How to use text to speech avatar with real-time synthesis

2025-04-28

In this how-to guide, you learn how to use text to speech avatar with real-time synthesis. The synthetic avatar video will be generated in almost real time after the system receives the text input.

Prerequisites

To get started, make sure you have the following prerequisites:

Azure subscription: Create one for free.
Speech resource: Create a speech resource in the Azure portal. Select "Standard S0" pricing tier if you want to create speech resource to access avatar.
Your speech resource key and region: After your Speech resource is deployed, select Go to resource to view and manage keys.

Set up environment

For real-time avatar synthesis, you need to install the Speech SDK for JavaScript to use with a webpage. For the installation instructions, see Install the Speech SDK.

Here's the compatibility of real-time avatar on different platforms and browsers:

Platform	Chrome	Microsoft Edge	Safari	Firefox	Opera
Windows	Y	Y	N/A	Y¹	Y
Android	Y	Y	N/A	Y¹²	N
iOS	Y	Y	Y	Y	Y
macOS	Y	Y	Y	Y¹	Y

¹ It dosesn't work with ICE server by Communication Service but works with Coturn.

² Background transparency doesn't work.

Select text to speech language and voice

The text to speech feature in the Speech service supports a broad portfolio of languages and voices. You can get the full list or try them in the Voice Gallery.

To match your input text and use the specified voice, you can set the SpeechSynthesisLanguage or SpeechSynthesisVoiceName properties in the SpeechConfig object. The following code snippet shows how this technique works:

const speechConfig = SpeechSDK.SpeechConfig.fromSubscription("YourSpeechKey", "YourSpeechRegion");
// Set either the `SpeechSynthesisVoiceName` or `SpeechSynthesisLanguage`.
speechConfig.speechSynthesisLanguage = "en-US";
speechConfig.speechSynthesisVoiceName = "en-US-AvaMultilingualNeural";

All neural voices are multilingual and fluent in their own language and English. For example, if the input text in English is "I'm excited to try text to speech," and you select es-ES-ElviraNeural, the text is spoken in English with a Spanish accent.

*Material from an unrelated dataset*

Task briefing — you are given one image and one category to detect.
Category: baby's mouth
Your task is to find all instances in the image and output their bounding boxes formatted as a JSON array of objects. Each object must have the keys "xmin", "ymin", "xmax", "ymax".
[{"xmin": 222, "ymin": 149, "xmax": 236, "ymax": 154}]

If the voice doesn't speak the language of the input text, the Speech service doesn't create synthesized audio. For a full list of supported neural voices, see Language and voice support for the Speech service.

The default voice is the first voice returned per locale from the voice list API. The order of priority for speaking is as follows:

If you don't set SpeechSynthesisVoiceName or SpeechSynthesisLanguage, the default voice in en-US speaks.
If you only set SpeechSynthesisLanguage, the default voice in the specified locale speaks.
If both SpeechSynthesisVoiceName and SpeechSynthesisLanguage are set, the SpeechSynthesisLanguage setting is ignored. The voice that you specify by using SpeechSynthesisVoiceName speaks.
If the voice element is set by using Speech Synthesis Markup Language (SSML), the SpeechSynthesisVoiceName and SpeechSynthesisLanguage settings are ignored.

Select avatar character and style

The supported avatar characters and styles can be found here.

The following code snippet shows how to set avatar character and style:

const avatarConfig = new SpeechSDK.AvatarConfig(
    "lisa", // Set avatar character here.
    "casual-sitting", // Set avatar style here.
);

Set up connection to real-time avatar

Real-time avatar uses WebRTC protocol to output the avatar video stream. You need to set up the connection with the avatar service through WebRTC peer connection.

First, you need to create a WebRTC peer connection object. WebRTC is a P2P protocol, which relies on ICE server for network relay. Speech service provides network relay function and exposes a REST API to issue the ICE server information. Therefore, we recommend you fetch the ICE server from the speech service. You can also choose to use your own ICE server.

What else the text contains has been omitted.